Bron: http://www.stpiusx.be/protestantse-opwerpingen-tegen-de-katholieke-kerk (met toestemming overgenomen)
2 opmerkingen:
De paradijselijke menselijke staat is tot een onnatuurlijke staat verworden (zondeval) en kan alleen met onnatuurlijke middelen (celibaat) weer worden hersteld.....
Het begrip bovennatuurlijk is feitenlijk niet juist, de celibataire levensstaat staat niet boven- of onder de parijselijke- of natuurlijke staat maar is feitenlijk een onnatuurlijke staat, zij het met een ander karakter dan de onnatuurlijke staat zoals de mensheid die kent na de zondeval....

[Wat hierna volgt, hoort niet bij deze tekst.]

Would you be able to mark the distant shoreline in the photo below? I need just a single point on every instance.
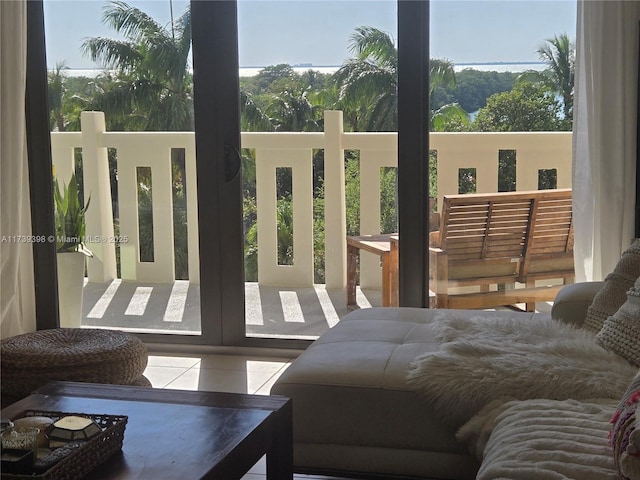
(328, 69)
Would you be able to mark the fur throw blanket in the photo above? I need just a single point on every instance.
(484, 359)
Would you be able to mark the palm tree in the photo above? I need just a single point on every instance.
(559, 55)
(368, 83)
(153, 85)
(292, 111)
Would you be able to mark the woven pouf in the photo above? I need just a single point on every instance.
(30, 360)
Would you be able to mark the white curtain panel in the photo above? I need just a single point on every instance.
(17, 299)
(604, 147)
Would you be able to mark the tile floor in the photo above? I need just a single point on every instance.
(221, 373)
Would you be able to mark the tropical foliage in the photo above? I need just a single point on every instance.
(147, 85)
(559, 76)
(70, 219)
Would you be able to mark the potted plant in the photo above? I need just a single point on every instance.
(71, 250)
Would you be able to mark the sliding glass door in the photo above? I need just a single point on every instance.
(234, 234)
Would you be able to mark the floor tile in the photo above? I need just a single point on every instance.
(265, 389)
(173, 360)
(160, 377)
(214, 380)
(236, 362)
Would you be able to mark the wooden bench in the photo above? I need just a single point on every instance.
(488, 242)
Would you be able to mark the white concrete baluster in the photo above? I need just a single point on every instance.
(95, 165)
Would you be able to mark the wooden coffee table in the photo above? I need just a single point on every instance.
(178, 434)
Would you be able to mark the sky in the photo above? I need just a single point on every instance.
(318, 31)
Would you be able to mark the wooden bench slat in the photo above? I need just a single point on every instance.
(488, 237)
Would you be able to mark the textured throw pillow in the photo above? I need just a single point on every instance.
(625, 433)
(614, 292)
(620, 333)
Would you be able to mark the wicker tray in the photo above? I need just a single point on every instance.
(95, 451)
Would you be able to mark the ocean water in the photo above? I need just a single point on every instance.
(329, 69)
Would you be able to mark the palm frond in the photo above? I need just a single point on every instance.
(112, 53)
(129, 21)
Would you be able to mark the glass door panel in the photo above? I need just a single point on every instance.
(514, 134)
(122, 132)
(314, 171)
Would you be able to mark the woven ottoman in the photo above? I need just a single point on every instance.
(30, 360)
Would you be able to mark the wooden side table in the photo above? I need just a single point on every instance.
(379, 245)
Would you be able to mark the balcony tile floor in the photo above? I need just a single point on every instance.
(221, 373)
(275, 312)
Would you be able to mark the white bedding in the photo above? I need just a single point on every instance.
(484, 359)
(543, 440)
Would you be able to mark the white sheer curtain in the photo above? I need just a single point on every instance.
(605, 105)
(17, 300)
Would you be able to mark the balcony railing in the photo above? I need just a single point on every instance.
(480, 151)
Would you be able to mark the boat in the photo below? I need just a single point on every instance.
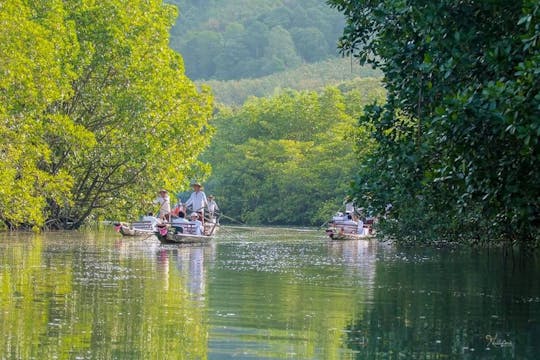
(137, 228)
(184, 233)
(344, 227)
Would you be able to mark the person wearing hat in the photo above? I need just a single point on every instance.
(197, 224)
(197, 200)
(165, 205)
(212, 206)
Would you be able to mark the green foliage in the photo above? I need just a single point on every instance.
(306, 77)
(96, 112)
(35, 41)
(256, 38)
(287, 159)
(458, 148)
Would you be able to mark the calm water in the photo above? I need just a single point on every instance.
(261, 294)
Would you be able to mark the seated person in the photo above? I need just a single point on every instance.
(180, 218)
(178, 221)
(194, 219)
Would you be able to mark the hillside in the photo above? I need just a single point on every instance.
(236, 39)
(306, 77)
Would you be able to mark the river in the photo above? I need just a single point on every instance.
(261, 293)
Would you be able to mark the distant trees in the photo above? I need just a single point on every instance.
(233, 39)
(287, 159)
(94, 108)
(458, 140)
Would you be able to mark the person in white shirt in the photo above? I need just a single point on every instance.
(165, 208)
(150, 217)
(212, 206)
(197, 200)
(194, 219)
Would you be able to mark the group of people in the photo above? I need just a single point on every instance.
(197, 202)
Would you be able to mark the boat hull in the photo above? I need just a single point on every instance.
(171, 235)
(138, 230)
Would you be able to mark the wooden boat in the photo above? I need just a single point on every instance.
(184, 233)
(138, 228)
(343, 227)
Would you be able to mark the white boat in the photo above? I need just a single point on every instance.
(344, 227)
(137, 228)
(184, 233)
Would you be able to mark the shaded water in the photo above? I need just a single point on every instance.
(260, 294)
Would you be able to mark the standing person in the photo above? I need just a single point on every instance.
(165, 208)
(194, 219)
(212, 206)
(197, 200)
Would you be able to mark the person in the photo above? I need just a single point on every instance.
(178, 221)
(194, 219)
(349, 207)
(197, 200)
(165, 205)
(151, 218)
(212, 206)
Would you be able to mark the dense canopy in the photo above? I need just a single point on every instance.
(458, 138)
(94, 111)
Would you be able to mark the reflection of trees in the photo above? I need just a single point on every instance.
(286, 300)
(72, 297)
(448, 305)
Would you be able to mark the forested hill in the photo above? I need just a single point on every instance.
(234, 39)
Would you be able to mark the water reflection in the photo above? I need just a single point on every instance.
(260, 294)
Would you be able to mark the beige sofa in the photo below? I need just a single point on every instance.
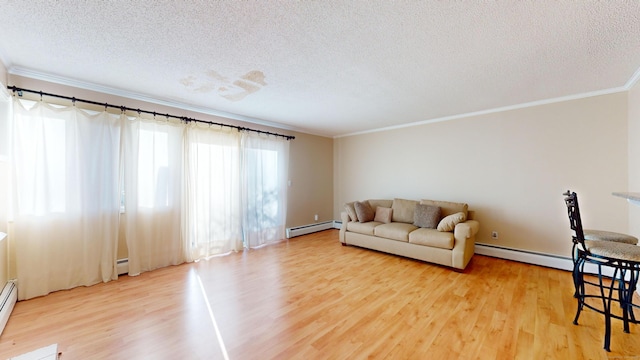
(439, 232)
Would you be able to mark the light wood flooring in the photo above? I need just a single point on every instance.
(311, 298)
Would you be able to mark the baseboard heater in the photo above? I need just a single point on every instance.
(308, 229)
(8, 299)
(536, 258)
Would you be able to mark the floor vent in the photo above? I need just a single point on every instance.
(123, 266)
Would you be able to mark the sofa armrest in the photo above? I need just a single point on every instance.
(465, 243)
(344, 217)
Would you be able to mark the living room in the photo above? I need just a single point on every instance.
(510, 162)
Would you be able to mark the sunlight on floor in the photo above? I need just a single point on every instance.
(213, 319)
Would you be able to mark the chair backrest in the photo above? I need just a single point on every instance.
(571, 200)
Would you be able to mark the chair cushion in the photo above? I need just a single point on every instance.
(615, 250)
(609, 236)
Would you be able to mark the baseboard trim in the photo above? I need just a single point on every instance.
(525, 256)
(536, 258)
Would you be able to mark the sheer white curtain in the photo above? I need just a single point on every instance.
(213, 209)
(153, 168)
(265, 164)
(65, 203)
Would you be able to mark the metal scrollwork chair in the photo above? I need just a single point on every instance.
(617, 284)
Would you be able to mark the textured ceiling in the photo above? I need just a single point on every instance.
(329, 67)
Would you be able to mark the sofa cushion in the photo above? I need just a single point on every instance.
(448, 207)
(364, 211)
(432, 237)
(351, 210)
(403, 210)
(448, 223)
(383, 214)
(394, 230)
(380, 202)
(362, 228)
(426, 216)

Ik vind het lastig hierop goed te reageren, maar bij deze en poging. De natuur van de mens is na de zondeval verdorven, maar het is niet een geheel andere natuur. Het celibaat is denk ik een staat die vooruit loopt op het paradijs, waar de mens ook niet meer huwt of ten huwelijk neemt. Net zoals Maria die ook een genade heeft gekregen die vooruit loopt op de genade die we allemaal krijgen als gelovigen, maar Maria heeft die genade eerder en overvloediger dan wij gekregen.